In this article, we want to share with you the cases that happened with our customers, and tell / show / answer the question why vulnerability management is almost always not about vulnerabilities, and a simple one – “we will filter for you from 1,000,000 vulnerabilities to the really important minimum ”is not enough.
Case # 1 “Oh, we ourselves know that everything is bad here!”
Object: remote management module (IPMI) installed on critical servers – more than 500 pcs.
Vulnerability: severity level (CVSS Score) – 7.8
CVE-2013−4786 is an IPMI vulnerability that could allow an attacker to gain access to user password hashes, leading to unauthorized access and potential account hacking by an attacker.

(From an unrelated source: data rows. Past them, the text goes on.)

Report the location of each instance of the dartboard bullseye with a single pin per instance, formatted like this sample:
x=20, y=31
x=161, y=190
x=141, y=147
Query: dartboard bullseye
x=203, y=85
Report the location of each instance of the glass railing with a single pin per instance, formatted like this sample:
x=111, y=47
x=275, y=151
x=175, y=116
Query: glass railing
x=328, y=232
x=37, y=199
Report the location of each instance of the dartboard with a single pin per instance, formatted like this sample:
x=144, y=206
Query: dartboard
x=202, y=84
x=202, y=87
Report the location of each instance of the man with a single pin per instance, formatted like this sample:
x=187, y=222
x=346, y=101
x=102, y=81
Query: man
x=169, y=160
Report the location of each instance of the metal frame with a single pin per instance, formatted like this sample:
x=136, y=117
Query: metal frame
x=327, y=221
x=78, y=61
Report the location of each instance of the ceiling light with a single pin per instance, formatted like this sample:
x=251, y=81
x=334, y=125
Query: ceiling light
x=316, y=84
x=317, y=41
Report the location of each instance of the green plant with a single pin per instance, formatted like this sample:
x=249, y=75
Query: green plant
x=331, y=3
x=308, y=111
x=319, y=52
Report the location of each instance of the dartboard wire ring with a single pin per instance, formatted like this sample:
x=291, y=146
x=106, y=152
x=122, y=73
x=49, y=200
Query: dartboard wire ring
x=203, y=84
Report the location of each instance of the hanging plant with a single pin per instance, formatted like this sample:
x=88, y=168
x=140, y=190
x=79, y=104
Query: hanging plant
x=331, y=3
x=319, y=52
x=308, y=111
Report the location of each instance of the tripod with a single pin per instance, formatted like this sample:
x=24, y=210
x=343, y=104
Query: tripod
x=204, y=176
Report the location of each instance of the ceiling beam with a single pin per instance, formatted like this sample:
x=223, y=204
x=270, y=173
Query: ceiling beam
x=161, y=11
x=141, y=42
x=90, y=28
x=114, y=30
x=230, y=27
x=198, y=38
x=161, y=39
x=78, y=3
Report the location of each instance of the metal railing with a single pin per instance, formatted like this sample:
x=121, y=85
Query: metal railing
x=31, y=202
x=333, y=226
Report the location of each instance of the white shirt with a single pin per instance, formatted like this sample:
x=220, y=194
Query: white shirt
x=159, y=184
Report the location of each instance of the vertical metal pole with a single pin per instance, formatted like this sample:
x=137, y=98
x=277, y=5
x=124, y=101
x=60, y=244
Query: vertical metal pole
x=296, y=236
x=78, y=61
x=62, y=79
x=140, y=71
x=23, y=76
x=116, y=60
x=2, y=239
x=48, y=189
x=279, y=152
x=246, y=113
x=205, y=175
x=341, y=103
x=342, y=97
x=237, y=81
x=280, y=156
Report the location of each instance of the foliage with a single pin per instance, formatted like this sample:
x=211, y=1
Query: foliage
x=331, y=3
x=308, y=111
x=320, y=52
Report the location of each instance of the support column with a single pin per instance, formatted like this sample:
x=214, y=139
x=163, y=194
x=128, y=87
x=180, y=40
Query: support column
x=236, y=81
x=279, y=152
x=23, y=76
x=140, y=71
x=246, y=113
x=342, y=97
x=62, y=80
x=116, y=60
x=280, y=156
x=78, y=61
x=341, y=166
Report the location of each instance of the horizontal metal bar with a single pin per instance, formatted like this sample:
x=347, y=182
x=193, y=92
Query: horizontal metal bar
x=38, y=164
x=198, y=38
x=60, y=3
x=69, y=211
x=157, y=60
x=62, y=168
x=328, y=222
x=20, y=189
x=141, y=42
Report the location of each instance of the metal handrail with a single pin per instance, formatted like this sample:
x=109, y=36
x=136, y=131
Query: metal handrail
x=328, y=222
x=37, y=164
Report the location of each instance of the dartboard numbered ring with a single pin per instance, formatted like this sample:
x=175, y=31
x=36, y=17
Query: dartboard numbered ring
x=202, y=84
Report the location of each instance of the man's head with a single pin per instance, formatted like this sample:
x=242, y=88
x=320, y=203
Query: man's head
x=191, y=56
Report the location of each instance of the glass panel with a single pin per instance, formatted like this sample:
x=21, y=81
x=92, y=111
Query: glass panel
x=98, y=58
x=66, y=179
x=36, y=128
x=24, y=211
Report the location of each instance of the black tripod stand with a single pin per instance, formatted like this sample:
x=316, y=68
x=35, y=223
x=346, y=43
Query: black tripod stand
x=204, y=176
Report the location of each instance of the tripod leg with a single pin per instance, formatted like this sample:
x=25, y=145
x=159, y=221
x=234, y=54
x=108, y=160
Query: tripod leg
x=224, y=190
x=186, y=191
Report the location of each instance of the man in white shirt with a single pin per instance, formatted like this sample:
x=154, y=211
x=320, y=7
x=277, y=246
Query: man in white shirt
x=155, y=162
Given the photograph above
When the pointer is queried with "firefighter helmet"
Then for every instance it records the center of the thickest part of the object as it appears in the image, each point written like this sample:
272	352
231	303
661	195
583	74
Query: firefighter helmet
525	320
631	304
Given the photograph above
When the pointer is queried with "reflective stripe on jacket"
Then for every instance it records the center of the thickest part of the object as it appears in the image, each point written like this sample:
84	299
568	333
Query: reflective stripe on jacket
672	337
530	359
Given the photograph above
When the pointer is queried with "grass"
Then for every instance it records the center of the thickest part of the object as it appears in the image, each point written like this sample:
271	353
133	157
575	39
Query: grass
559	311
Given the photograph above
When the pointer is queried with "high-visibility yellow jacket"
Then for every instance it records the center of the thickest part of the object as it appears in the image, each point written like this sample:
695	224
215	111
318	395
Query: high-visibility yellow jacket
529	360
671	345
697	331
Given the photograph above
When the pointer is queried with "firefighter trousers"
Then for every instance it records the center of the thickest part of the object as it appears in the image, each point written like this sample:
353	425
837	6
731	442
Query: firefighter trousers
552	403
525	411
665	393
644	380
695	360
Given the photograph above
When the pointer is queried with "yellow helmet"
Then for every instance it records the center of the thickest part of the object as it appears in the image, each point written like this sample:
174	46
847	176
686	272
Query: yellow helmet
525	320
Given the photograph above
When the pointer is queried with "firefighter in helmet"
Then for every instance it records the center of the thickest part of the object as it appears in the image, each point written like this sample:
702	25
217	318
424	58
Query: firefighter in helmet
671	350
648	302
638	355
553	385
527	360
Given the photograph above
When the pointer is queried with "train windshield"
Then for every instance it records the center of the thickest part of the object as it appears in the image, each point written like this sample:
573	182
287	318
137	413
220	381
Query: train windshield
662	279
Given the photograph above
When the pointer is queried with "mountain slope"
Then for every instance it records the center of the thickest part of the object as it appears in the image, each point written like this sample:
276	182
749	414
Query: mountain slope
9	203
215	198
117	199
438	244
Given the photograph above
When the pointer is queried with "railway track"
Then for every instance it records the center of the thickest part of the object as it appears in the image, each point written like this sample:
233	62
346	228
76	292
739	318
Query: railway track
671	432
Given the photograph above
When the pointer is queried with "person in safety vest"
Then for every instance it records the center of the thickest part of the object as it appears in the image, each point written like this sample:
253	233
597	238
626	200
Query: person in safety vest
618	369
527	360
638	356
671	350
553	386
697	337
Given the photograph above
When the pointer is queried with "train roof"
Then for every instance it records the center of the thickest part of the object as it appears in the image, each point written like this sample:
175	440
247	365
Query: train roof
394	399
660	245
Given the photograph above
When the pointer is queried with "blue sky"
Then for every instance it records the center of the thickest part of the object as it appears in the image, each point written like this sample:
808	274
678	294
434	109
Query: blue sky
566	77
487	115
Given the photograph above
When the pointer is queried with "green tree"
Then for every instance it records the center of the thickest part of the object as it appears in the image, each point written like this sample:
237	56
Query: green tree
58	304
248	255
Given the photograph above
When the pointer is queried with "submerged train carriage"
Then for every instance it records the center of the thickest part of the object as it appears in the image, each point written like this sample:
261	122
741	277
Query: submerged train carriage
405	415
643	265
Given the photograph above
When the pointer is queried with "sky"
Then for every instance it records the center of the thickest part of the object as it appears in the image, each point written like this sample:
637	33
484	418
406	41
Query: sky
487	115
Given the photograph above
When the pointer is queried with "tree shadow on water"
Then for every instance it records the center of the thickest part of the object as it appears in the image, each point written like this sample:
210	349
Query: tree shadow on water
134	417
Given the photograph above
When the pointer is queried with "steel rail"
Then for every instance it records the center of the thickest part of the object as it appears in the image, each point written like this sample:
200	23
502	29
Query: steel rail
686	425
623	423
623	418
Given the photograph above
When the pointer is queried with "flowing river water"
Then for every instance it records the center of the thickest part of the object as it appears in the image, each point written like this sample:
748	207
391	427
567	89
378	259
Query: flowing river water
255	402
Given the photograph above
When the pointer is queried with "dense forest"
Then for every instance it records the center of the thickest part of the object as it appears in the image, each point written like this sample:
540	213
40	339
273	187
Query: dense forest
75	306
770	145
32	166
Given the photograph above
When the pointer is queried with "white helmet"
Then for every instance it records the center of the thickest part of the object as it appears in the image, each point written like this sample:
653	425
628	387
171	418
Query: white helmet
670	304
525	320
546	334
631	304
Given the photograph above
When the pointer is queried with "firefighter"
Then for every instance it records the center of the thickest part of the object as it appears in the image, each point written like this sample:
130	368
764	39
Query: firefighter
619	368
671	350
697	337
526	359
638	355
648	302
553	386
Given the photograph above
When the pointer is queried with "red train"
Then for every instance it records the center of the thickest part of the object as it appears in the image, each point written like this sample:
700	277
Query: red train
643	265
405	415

Description of the case: the customer knew about the vulnerability himself, however, for a number of reasons described below, the matter did not go beyond “risk acceptance”.
The complexity of the case itself is that patches are not available for all motherboards that use this module, and updating firmware on such a large number of servers is extremely resource-intensive.
There were also alternative mitigation methods – access lists (ACL) on network equipment (it is very difficult since admins are highly distributed and use IPMI from where they come from) and disable IPMI, here, I think, comments are unnecessary (just in case: 500 distributed servers)
This is where the story usually ends, however, on our part, an additional analysis of the vulnerability was carried out and it became clear that the hash of the account password is returned by the server only in case of a request with a login that exists on the server, so a decision was made:
1. Change account IDs to hard-to-find ones
This is certainly not a panacea. And if, without hurrying, sort out the logins, then sooner or later it will be possible to pick it up. But most likely it will take long enough to have time to implement additional measures.
2. Change the password so that the hash would take longer to brute force
The situation is similar to 1 – it will take an infinitely long time to brute force the SHA1 hash of a 16-character password.
As a result, a dangerous vulnerability that was known and could be easily exploited even by the Script kiddie was closed with minimal resources.
Case # 2 “We can download OpenVAS without you!”
Object: all routers and switches within the company – more than 350 devices.
Vulnerability: severity level (CVSS Score) – 10.0
CVE-2018-0171 is a vulnerability in the functionality of Cisco Smart Install, the exploitation of which leads to a change in the configuration of the equipment, including a change in the password and its disappearance from a legal administrator, that is, loss of control over the device. Thus, the attacker will gain full access to the device.
Case description: despite the use of several scanners, including commercial ones, none of them showed this vulnerability. Perhaps the signatures at that time were far from ideal for this vulnerability, or the network topology affected, one way or another – a precedent. We, as a company that provides this service for a certain time, have our own database with really dangerous vulnerabilities, which we additionally check.
The customer did not use the Smart Install functionality, so the solution itself, due to the complexity of updating the firmware (even taking into account some of the out-of-date equipment), boiled down to providing the client with a list of IP addresses by which the vulnerable service was disabled by the script.
As a result, a critical vulnerability on the vast majority of network equipment, which could go unnoticed, and in the case of an attack, would lead to a complete shutdown of the entire company, was fixed.
Case # 3 “If someone wanted to, we would have been broken already!”
Object: domain controller, mail server and a numbeZr of other devices / servers / hosts critical for the company
Vulnerability: severity level (CVSS Score) – 9.3
CVE-2017-0144 is a vulnerability in the SMB protocol that allows remote execution of arbitrary code on the server (the WannaCry ransomware was distributed through the group of vulnerabilities, which includes the considered one).
Description of the case: at the start of the provision of services, a critical vulnerability was discovered during scheduled scanning, the only possible recommendation is to install OS updates. The customer agreed on this solution, but the vulnerability remained after the control scan. After the escalation of the situation and a personal meeting with the Customer, it turned out that the reason was the human factor – the task was not performed by a specialist.
Consequences: within several days, as a result of ignoring the task, the user’s workstation received malware that successfully spreads over the network, this vulnerability was exploited, which led to the failure of the domain controller.
As a result, the company incurred heavy losses (infrastructure restoration work took several months).
In the described cases from our practice, we wanted to draw attention to the fact that vulnerability management is a complex and not as straightforward process as it might initially seem. Vulnerability management is not only about scanners and identifying threats critical to the infrastructure, it is a full-fledged management that requires knowledge, experience and sometimes an unconventional approach from specialists, as well as streamlined processes within the company, which are inseparable from the technical part.